By March, 1879, the liquidators were ready to make the second call, having gained considerable experience in the realization of the first, and having been able to form a more accurate judgment as to the capabilities of the remaining contributories. But they deemed it expedient, before making the second call, to await the issue of the appeal to the House of Lords by Murdoch's trustees already alluded to.
On the 7th of April judgment was given in this case against the appellants, as was fully expected; and on the 8th the liquidators made their second call, amounting to £2,250 per cent., payable on the 22nd of the same month. The nominal amount of this call upon the stock held by the then solvent contributories was £7,814,000, and it actually realized by the end of the second year of the liquidation the sum of .£3,405,452.

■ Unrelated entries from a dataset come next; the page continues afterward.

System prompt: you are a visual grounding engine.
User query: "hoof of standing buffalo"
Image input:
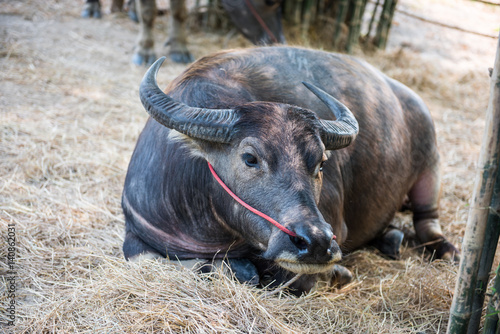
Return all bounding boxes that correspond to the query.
[434,239,460,263]
[127,9,139,23]
[81,2,101,19]
[374,228,404,260]
[132,52,156,66]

The two calls having thus realized the large sum of £5,814,000, or nearly as much as covered the estimated total loss, no further call was deemed necessary. "With this sum, together with the sum of £5,851,657, realized out of the good assets of the bank during the two years, the liquidators were enabled to pay dividends to the creditors as follows, viz.:-
in the £ on 28th February, 1879.
20th June, 1879.
17th October, 1879.
25th February, 1880
23rd March, 1880.
9th July, 1880.
In addition to this the liquidators were enabled towards the end of 1879, by the aid of an advance from the other Scotch banks, to offer payment in full to such of the creditors as chose to forego the interest on the unpaid balance of their claims. This offer was taken advantage of to a very large extent; and it can be said that practically every creditor was paid his 20s. in the £ within a year and a quarter of the.failure of the bank. The creditors who did not take advantage of this offer were few in number, and their claims were comparatively small in amount.

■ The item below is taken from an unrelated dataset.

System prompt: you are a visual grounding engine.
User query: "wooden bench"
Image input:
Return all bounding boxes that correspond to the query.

The all but universal ruin of the shareholders, and the searching character of the calls made by the liquidators, will be evident when it is mentioned that, of the original capital of one million pounds stock, the holders of only £88,722 were left solvent after the payment of the second call. This solvent stock was held by 129 individual shareholders, and by 124 trustees, out of the original number of 1,819 shareholders of all kinds. Of the million of capital, however, £160,313 was held by the bank itself, and by several bankrupt debtors to the bank from whose estates there was not a penny forthcoming to meet the calls. There was thus only £839,687 of stock in the hands of the public; and it will be evident, therefore, that holders of stock to the amount of £750,965 were absolutely ruined.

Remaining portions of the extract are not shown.